Click here to find out more about setting up Newsela Elementary classes, or have your students navigate directly to e.newsela.com.
- If your students are not using Newsela Elementary but you would still prefer the article to be hidden, you can use the Hide function in the top-right corner of the article.
- Be ready to talk to your students about the news. While you may not hear your students talking about it, it’s still likely they’ve been exposed to the news already, especially if they’re in middle or high school. We’ve put together some resources to help you talk to students about breaking news, including this blog post.

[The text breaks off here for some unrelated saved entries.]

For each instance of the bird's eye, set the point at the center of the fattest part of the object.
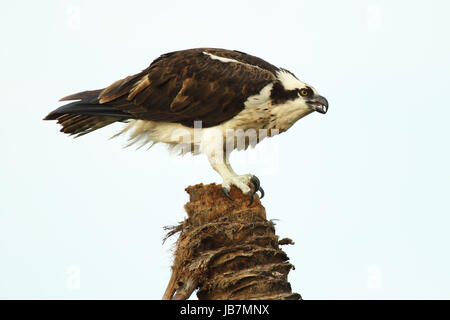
(304, 92)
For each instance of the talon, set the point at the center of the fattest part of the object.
(227, 193)
(257, 186)
(256, 183)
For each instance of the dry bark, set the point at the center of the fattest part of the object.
(228, 250)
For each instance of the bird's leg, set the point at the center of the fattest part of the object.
(247, 183)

The attack is the worst mass shooting in American history, and it painfully echoes last November’s terrorist attacks in Paris. Both took place in cities that attract visitors from all over the world. Both involved victims who were spending a night on the town enjoying some music and entertainment. Such violence could not have been further from their minds.
Below are a few words I shared with teachers as we prepared to run the story on the Paris attacks last fall. I hope you find them helpful as you return to your classrooms and families tomorrow.
When a tragedy like this strikes, I struggle to find the best way to explain it to my three school-age children. In the coming days and weeks, I know they will be exposed to a flood of information and opinions as the story unfolds. It’s important to me that my kids have all the facts they need, appropriate to each of their ages and temperaments.
Only you can decide which kinds of information and discussions make sense for your classes. We cover tragedies like this to ensure that you and your students have the information they need in a language they understand, should you choose to take on these challenging issues in the classroom.
I’m grateful for your readership and stand by your side as you help your students process these horrible events. Perhaps we can inspire the next generation to be informed, thoughtful leaders who will work toward a more peaceful and just world for all.